Il fascino di SOA parte da quello del mondo bike, su cui Kurt Sutter ha fatto ricerca frequentando un vero club di motociclisti della California del nord. Chi ha letto Hell's Angels di Hunter S. Thompson potrebbe trovare che le camicie dei Sons of Anarchy siano troppo pulite, e poi non si drogano e non sono quasi mai ubriachi. La Harley-Davidson sponsorizza la serie e le moto sono belle, io non so quanto costano e mi chiedo se nella realtà i personaggi potrebbero permettersele. I Sons non sono neanche un simbolo di libertà anti-sistema perché per vendere armi lavorano molto più dei colletti bianchi o blu del Paese.

Nel cast ci sono facce stra-credibili (cicatrici, guance butterate, occhi da pazzi, tatuaggi) e la protagonista cinquantenne Katey Seagal, moglie di Sutter e l'unica del cast ad aver vinto un Golden Globe, è forse la migliore attrice nel panorama delle serie americane, e ha forse il miglior personaggio femminile. Il protagonista principale interpretato da Charlie Hunnam, invece, è troppo da pubblicità dello shampoo, tanto che era stato scelto come protagonista di Cinquanta Sfumature di Grigio (rinunciando proprio per l'impegno con SOA). Un po' troppa patina per il suo ruolo di capobanda. Sutter si ispira a Shakespeare per gli intrighi interni al club ma racconta che alla festa di compleanno di Sonny Barger, settantenne leader storico degli Hell's Angels, un invitato gli ha detto: «È una soap-opera. Ma è la nostra soap-opera».

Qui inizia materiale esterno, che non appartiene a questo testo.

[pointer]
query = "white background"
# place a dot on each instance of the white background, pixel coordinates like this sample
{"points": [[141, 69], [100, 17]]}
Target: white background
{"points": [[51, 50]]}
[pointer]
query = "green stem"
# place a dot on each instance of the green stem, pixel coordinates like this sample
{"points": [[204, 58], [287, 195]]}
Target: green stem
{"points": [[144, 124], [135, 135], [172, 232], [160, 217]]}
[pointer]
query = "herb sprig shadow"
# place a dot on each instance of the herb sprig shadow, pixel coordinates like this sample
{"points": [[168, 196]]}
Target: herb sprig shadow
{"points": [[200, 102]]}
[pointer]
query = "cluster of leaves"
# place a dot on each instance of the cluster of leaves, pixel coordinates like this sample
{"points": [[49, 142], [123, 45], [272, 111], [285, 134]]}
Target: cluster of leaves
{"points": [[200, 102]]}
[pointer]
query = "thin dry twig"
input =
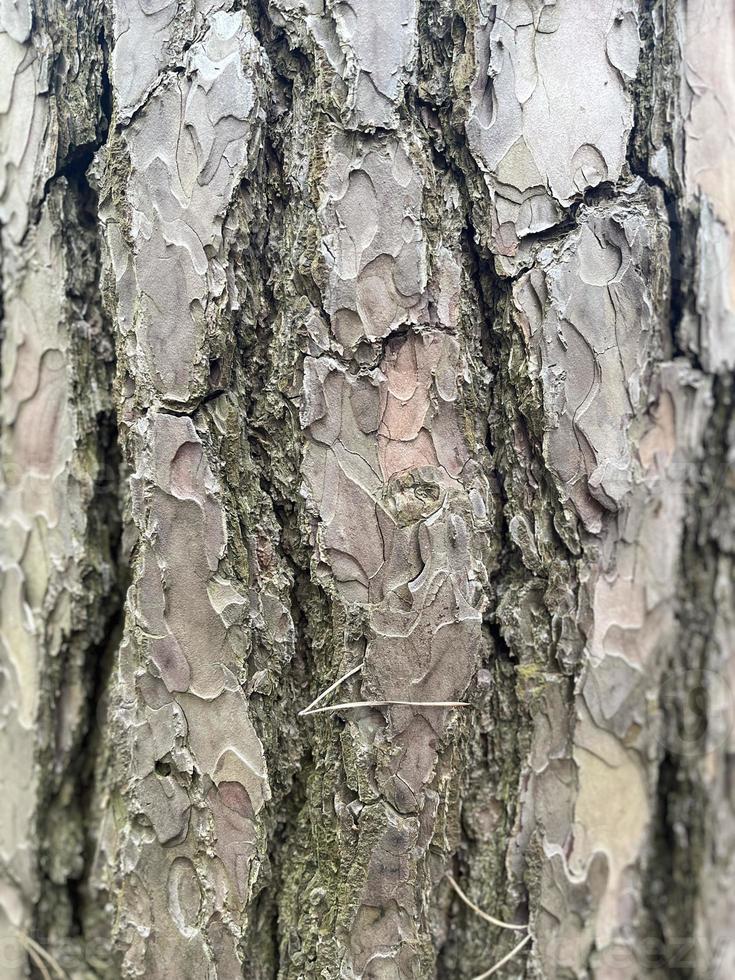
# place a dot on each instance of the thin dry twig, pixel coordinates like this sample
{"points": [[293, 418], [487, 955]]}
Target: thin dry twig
{"points": [[332, 687], [40, 957], [385, 704], [506, 959], [311, 709], [496, 922], [484, 915]]}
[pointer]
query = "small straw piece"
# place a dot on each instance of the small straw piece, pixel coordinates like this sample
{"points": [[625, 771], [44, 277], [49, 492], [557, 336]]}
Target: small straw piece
{"points": [[308, 709], [506, 959], [385, 704], [496, 922], [484, 915], [311, 709], [40, 957]]}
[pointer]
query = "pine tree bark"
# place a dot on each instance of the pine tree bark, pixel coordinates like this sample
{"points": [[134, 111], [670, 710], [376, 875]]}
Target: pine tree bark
{"points": [[383, 347]]}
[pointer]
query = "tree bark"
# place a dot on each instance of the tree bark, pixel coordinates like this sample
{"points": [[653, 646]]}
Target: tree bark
{"points": [[378, 355]]}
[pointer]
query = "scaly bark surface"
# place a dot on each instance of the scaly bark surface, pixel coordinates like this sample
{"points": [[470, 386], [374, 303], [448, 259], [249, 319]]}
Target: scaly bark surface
{"points": [[388, 344]]}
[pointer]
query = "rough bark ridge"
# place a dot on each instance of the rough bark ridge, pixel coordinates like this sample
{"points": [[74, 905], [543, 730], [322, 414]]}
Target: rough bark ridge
{"points": [[390, 339]]}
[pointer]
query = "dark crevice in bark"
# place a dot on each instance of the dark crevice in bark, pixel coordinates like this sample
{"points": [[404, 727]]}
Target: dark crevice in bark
{"points": [[672, 884], [493, 755], [66, 818], [655, 95]]}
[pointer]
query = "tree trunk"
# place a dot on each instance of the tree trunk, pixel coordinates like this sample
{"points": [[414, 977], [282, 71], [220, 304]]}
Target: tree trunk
{"points": [[384, 348]]}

Non bisogna però immaginarselo come un Mad Men con le moto. Il mondo della serie è oscuro, la vita umana vale meno di valori come la fratellanza, l'onore e la capacità di vendicarsi. Per il tipo di violenza al limite del guardabile che mostra, Sons of Anarchy ha anticipato le serie più recenti come Game of Thrones o The Strain (scritta e prodotta da Guillermo del Toro, in onda sempre su FX). Secondo Sutter, la violenza estrema è stata la ragione per cui SOA non ha mai fatto il grande salto di popolarità e critica. Quanto a Sutter, lui andava in moto a vent'anni ma adesso è vegano, contrario alle armi e di solito guida una Tesla: «Vivo in due mondi», ha scritto su Variety, «la fantasia di destra, armata, carnivora, in sella alle Harley, razzista, omofoba, masochista, che è SOA. E l'esistenza moderata-liberale, contaria alle armi da fuoco, vegana, da proprietario di Tesla che va al gay pride, impegnato, pro-choice, che è la mia vita vera». La violenza di SOA per Sutter è pura fantasia: «Per me è come se scrivessi di maghi e fate».

In un episodio, uno dei Sons strappa con un morso il naso a una comparsa; in un altro una ragazza viene bruciata viva, in una buca scavata nel terreno, davanti agli occhi del padre incatenato. Sutter fa passare il peggio al personaggio che lui stesso interpreta, un membro del club in prigione che si amputa la lingua volontariamente sbattendo il mento sul tavolo dell'interrogatorio. «Inquietare la gente non è il mio primo obiettivo», ha detto a Entertainment Weekly, «ma comunque mi piace la reazione delle persone quando un personaggio esce di scena per sempre. Voglio che siano sconvolti». Quindi, se anche la serie finirà in un diner, sarà comunque più dura da digerire degli onion rings fritti dei Soprano.